BNY Mellon AM reshuffles Japan management
BNY Mellon has announced the promotion of Shizu Kishimoto to representative director and president of its Japanese investment management subsidiary from head of retail sales and marketing.
Effective from April 1, she will replace Shogo Yamaguchi, who is named representative director and chairman of BNY Mellon Asset Management Japan. Both report to Alan Harden, CEO of the Asia-Pacific IM business.
BNY Mellon does not disclose AUM on a country-by-country basis, but a spokeswoman says Japan is the largest revenue generator in the IM division. It employs over 200 people in Tokyo, including 70 in IM and most of the rest in investment services.

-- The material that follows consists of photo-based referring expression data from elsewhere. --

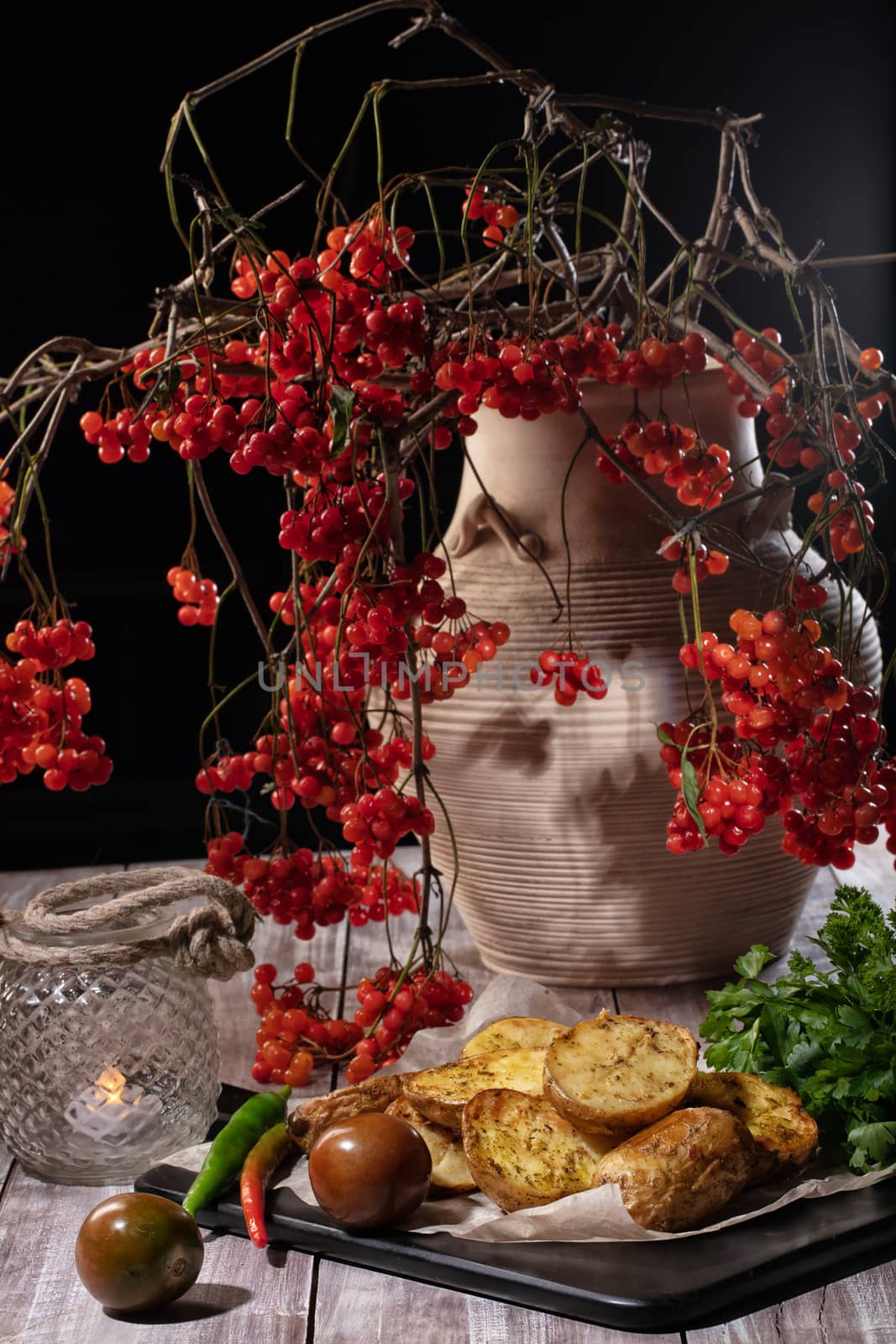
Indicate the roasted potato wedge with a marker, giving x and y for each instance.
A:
(450, 1169)
(785, 1133)
(681, 1171)
(513, 1034)
(443, 1093)
(614, 1075)
(521, 1153)
(312, 1117)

Kishimoto was unavailable for interview at press time.
She joined BNY Mellon in 2003, having previously worked at UBS Trust and Banking and Credit Suisse Asset Management.
As president, Kishimoto will join BNY Mellon’s Asia-Pacific IM committee, operating committee and Japan executive committee.
Yamaguchi joined BNY Mellon in 2007, having worked previously at Credit Suisse Asset Management and PCA Asset Management.
He is a member of BNY Mellon’s Asia-Pacific investment management executive committee, Asia-Pacific operating committee and Japan executive committee.
BNY Mellon has $1.4 trillion in assets under management, of which $49.4 billion is sourced from Asia Pacific, by AsianInvestor numbers.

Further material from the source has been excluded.